SEOUL, March 24 (Korea Bizwire) — Major business groups in South Korea greatly expanded their bank loans this month, data showed Tuesday, amid a potential credit crunch caused by the new coronavirus outbreak that apparently limited their direct financing.
As of March 20, outstanding loans extended by five major banks to large companies came to 78.7 trillion won (US$61.8 billion), up nearly 1.8 trillion won from end-February, according to the data from the banks.
The increase marks a sharp acceleration from an increase of around 788 billion won in the entire month of February.
Such an increase also marks an unusual development, according to bank officials, who noted loans extended to large firms rarely fluctuate as conglomerates generally rely more on direct financing.
For instance, the outstanding bank loans to major business groups came to 73.8 trillion won as of the end of January, down only 512 billion won, or 0.7 percent, from two years earlier.
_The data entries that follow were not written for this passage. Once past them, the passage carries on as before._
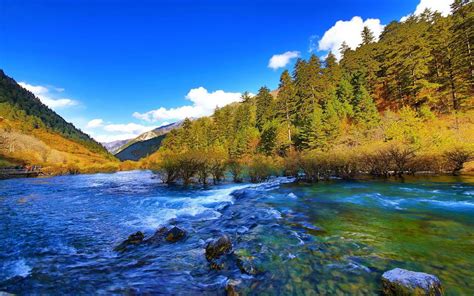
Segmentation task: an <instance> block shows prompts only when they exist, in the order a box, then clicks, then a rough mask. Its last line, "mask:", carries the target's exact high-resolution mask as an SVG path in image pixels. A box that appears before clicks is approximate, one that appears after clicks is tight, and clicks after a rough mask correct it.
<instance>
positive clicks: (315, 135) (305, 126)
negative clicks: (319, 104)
mask: <svg viewBox="0 0 474 296" xmlns="http://www.w3.org/2000/svg"><path fill="white" fill-rule="evenodd" d="M298 136H299V139H298V141H299V148H300V149H323V148H324V147H326V144H327V141H326V134H325V132H324V125H323V110H322V108H321V106H320V105H319V103H316V104H315V108H314V110H313V114H312V115H311V116H310V117H309V118H308V120H307V121H306V122H305V124H304V125H303V127H302V129H301V132H300V134H299V135H298Z"/></svg>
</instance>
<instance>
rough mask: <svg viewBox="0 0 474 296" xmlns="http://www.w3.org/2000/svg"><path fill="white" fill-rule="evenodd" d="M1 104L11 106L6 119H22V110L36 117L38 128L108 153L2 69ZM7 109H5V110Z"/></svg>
mask: <svg viewBox="0 0 474 296" xmlns="http://www.w3.org/2000/svg"><path fill="white" fill-rule="evenodd" d="M0 104H9V105H10V106H11V107H12V108H9V110H10V111H9V112H8V114H2V115H3V116H5V117H6V118H11V119H15V117H16V118H20V117H21V114H19V113H18V112H19V111H20V110H21V111H22V112H24V114H25V115H29V116H33V117H36V118H37V119H38V120H37V121H38V122H36V123H35V125H36V126H38V127H39V126H40V125H43V126H44V127H45V128H47V129H50V130H52V131H54V132H57V133H59V134H60V135H61V136H63V137H65V138H67V139H70V140H73V141H76V142H79V143H81V144H84V145H85V146H87V147H88V148H90V149H91V150H93V151H95V152H100V153H107V151H106V149H105V148H104V147H103V146H102V145H101V144H99V143H98V142H96V141H95V140H94V139H92V138H91V137H90V136H89V135H87V134H85V133H84V132H82V131H81V130H79V129H77V128H76V127H75V126H74V125H73V124H72V123H69V122H67V121H66V120H64V119H63V118H62V117H61V116H59V115H58V114H57V113H56V112H54V111H53V110H51V109H50V108H49V107H47V106H46V105H44V104H43V103H42V102H41V101H40V100H39V99H38V98H37V97H35V95H34V94H33V93H31V92H30V91H28V90H26V89H24V88H23V87H21V86H20V85H19V84H18V83H17V82H16V81H15V80H14V79H13V78H11V77H8V76H7V75H6V74H5V73H4V72H3V70H1V69H0ZM6 109H7V108H6V107H5V110H6Z"/></svg>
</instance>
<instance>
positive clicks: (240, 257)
mask: <svg viewBox="0 0 474 296" xmlns="http://www.w3.org/2000/svg"><path fill="white" fill-rule="evenodd" d="M234 255H235V258H236V264H237V267H238V268H239V269H240V271H241V272H242V273H245V274H248V275H256V274H258V273H260V270H259V268H258V267H257V266H256V264H255V262H254V257H253V256H252V255H251V254H250V253H249V252H248V251H247V250H245V249H240V250H237V251H235V252H234Z"/></svg>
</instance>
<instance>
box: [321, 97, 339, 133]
mask: <svg viewBox="0 0 474 296" xmlns="http://www.w3.org/2000/svg"><path fill="white" fill-rule="evenodd" d="M339 108H341V105H339V104H338V101H337V99H336V96H335V94H333V95H332V96H331V98H330V99H329V100H327V101H326V103H325V105H324V112H323V129H324V133H325V138H326V140H327V141H333V140H335V139H336V138H337V136H339V134H340V131H341V120H340V117H339V113H341V111H339V110H338V109H339ZM338 111H339V112H338Z"/></svg>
Loans extended to small and midsized firms, on the other hand, jumped by more than 61 trillion won or 16 percent over the cited period to 447.2 trillion won from 385.4 trillion won.
“Large companies appear to be taking out additional loans within their credit line to secure necessary funds,” an official said.
The Bank of Korea (BOK) has slashed its base interest rate by half a percentage point to a new record low of 0.75 percent, in a move to spur spending amid the spread of COVID-19.
“There has been a rise in requests for loans, citing difficulties in refinancing maturing bonds,” a bank official said, noting low yields on bonds may be a reason for difficulties in direct financing.
Over 6.5 trillion won in corporate bonds are scheduled to mature before the end of April, according to the Korea Financial Investment Association.
The government earlier said it will set up a new bond market stabilization fund, worth at least 10 trillion won.
“Someone has to play the role of circulating the fund by purchasing corporate bonds,” Finance Minister Hong Nam-ki has said.
The BOK said Monday that it will purchase an unspecified amount of local bonds this week to help prevent a possible credit crunch facing local companies in its second publicized repo operations in less than a week.